Input Tips and Common Mistakes
Use 2D mode for ⟨x,y⟩ vectors and 3D mode for ⟨x,y,z⟩ vectors. If you switch to 2D, z is treated as 0. Keep units consistent. For example, do not mix meters and centimeters without converting. Remember that angles are undefined if either vector is the zero vector. Projections are undefined if the target vector (the one you project onto) is the zero vector.
If you are using the dot product to check orthogonality, do not rely on exact equality in floating-point problems. Treat values that are extremely close to zero as effectively perpendicular, especially when inputs were rounded.
FAQ
Dot Product Calculator – Frequently Asked Questions
Answers about dot products, cosine similarity, angles, orthogonality, projections, and exporting dot tables.
The dot product (also called the scalar product) multiplies two vectors to produce a single number: A·B = a1b1 + a2b2 (+ a3b3 in 3D). It measures alignment between vectors.
If A·B = 0 (and both vectors are nonzero), the vectors are perpendicular (orthogonal).
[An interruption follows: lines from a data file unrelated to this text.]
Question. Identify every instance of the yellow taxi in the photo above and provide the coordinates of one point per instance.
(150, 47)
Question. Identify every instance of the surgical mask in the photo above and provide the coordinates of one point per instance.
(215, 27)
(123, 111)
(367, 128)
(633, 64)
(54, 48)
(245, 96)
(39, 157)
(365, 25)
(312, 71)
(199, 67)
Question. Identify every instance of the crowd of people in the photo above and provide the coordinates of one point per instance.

This is a common test for right angles in geometry and physics.
Use cos(θ) = (A·B)/(|A||B|). Then θ = arccos(cos(θ)). The calculator returns θ in degrees and radians.
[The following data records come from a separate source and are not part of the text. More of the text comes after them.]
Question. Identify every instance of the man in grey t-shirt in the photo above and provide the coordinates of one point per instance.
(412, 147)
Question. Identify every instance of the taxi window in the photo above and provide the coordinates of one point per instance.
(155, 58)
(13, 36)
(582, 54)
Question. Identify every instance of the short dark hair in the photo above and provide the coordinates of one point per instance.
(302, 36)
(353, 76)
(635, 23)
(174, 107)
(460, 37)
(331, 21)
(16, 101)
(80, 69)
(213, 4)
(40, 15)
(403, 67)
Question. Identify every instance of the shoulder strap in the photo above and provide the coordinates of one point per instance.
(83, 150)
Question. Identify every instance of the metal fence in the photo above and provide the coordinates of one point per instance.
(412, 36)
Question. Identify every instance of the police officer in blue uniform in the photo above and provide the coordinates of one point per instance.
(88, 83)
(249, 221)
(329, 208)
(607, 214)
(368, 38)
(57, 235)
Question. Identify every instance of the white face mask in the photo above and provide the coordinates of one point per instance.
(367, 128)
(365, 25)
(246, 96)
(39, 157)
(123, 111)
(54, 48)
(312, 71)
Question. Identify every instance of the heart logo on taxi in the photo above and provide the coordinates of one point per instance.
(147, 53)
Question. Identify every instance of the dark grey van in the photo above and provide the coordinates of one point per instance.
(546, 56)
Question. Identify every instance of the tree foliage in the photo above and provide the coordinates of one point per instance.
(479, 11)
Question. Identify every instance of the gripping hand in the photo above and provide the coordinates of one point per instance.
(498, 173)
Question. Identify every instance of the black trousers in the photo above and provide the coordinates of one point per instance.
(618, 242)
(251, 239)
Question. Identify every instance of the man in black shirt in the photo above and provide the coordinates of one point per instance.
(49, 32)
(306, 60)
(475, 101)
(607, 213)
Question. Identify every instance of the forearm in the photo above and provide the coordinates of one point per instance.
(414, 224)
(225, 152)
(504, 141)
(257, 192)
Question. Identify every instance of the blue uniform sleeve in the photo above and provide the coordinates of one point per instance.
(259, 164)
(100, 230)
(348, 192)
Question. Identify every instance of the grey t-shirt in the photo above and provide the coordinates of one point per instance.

Cosine similarity is the dot product of normalized vectors. It equals cos(θ) and ranges from −1 to 1, showing how similar directions are regardless of magnitude.
The scalar projection is the signed length of A in the direction of B: comp_B(A) = (A·B)/|B|, when B is nonzero.
The vector projection is the actual vector component of A along B: proj_B(A) = ((A·B)/(B·B))B, when B is nonzero.
It is used to compute work (force · displacement), find angles, determine orthogonality, project vectors onto directions, and measure similarity in graphics and machine learning.
Yes. Switch between 2D and 3D modes. In 2D mode, z is treated as 0 automatically.
Yes. You can generate a table of dot products across scalar combinations and export it as CSV for spreadsheet analysis or plotting.